Date of Award

Fall 1-1-2025

Document Type

Dissertation

Degree Name

Doctor of Philosophy (PhD)

Department

Electrical Engineering (ENAS)

First Advisor

Panda, Priyadarshini

Abstract

The growing complexity of neural networks—from spiking neural networks (SNNs) to vision transformers (ViTs) and large language models (LLMs)—has posed major challenges for deployment on edge devices with limited compute and memory resources. This thesis addresses these challenges by proposing a suite of co-optimization strategies that span device, circuit, architecture, and algorithm layers to enable efficient AI inference on both analog and digital compute-in-memory (CiM) platforms. The first contribution, SpikeSim, presents an end-to-end simulation framework for evaluating SNNs on CiM hardware, uncovering key tradeoffs in neuronal memory, latency, and crossbar mapping. XPert introduces a differentiable co-search framework that jointly optimizes neural architecture and circuit-level parameters such as ADC precision and crossbar size, achieving significant energy and area efficiency. To handle the high latency and memory demands of ViTs, two frameworks—PIVOT and TReX—are introduced.
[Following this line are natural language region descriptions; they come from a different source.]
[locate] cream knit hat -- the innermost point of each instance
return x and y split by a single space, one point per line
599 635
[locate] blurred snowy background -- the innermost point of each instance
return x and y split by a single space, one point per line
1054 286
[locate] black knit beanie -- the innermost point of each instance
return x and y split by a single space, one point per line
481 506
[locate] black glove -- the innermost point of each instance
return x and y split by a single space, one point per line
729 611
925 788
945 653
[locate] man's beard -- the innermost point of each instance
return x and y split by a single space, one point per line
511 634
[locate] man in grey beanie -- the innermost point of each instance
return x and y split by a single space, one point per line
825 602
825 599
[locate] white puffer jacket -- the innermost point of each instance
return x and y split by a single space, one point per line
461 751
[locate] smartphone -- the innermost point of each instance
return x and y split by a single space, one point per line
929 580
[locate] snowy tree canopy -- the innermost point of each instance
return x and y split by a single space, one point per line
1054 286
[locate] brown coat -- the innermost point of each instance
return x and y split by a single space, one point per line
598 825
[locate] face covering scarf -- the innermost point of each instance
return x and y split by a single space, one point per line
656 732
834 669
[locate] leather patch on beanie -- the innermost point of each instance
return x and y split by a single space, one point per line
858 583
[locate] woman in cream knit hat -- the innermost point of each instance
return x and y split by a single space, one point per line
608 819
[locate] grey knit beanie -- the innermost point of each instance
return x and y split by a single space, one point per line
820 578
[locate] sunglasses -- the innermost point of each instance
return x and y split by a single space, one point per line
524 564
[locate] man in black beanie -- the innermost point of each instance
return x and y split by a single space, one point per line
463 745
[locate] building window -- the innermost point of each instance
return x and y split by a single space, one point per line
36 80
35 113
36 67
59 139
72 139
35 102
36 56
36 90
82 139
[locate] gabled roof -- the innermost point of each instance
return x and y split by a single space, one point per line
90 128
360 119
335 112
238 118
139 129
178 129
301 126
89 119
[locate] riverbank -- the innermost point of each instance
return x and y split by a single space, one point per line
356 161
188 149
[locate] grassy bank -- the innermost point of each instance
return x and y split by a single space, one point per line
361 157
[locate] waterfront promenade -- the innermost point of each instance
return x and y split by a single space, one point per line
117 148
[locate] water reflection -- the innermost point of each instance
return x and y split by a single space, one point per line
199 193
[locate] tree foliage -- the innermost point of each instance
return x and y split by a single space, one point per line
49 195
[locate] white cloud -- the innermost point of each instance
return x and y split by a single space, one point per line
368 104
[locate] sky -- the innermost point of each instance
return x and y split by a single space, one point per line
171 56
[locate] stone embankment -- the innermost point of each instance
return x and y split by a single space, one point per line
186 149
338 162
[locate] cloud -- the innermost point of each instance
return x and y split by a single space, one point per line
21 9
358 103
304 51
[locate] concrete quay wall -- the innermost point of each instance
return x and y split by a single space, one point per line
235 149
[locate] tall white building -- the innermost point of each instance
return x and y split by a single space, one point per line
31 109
These leverage input-dependent inference effort modulation and attention reuse, demonstrating high energy-delay-area product (EDAP) savings across both image and language tasks. Finally, MEADOW addresses the data movement bottlenecks in LLMs by proposing a memory-efficient dataflow (TPHS) and weight-packing strategy, enabling low-latency inference on edge platforms with limited DRAM bandwidth. Together, these contributions provide a cross-stack roadmap for deploying modern AI models on constrained hardware, emphasizing the importance of full-system co-design to overcome limitations in energy, latency, and scalability. This thesis lays the foundation towards state-of-the-art intelligent and efficient edge AI.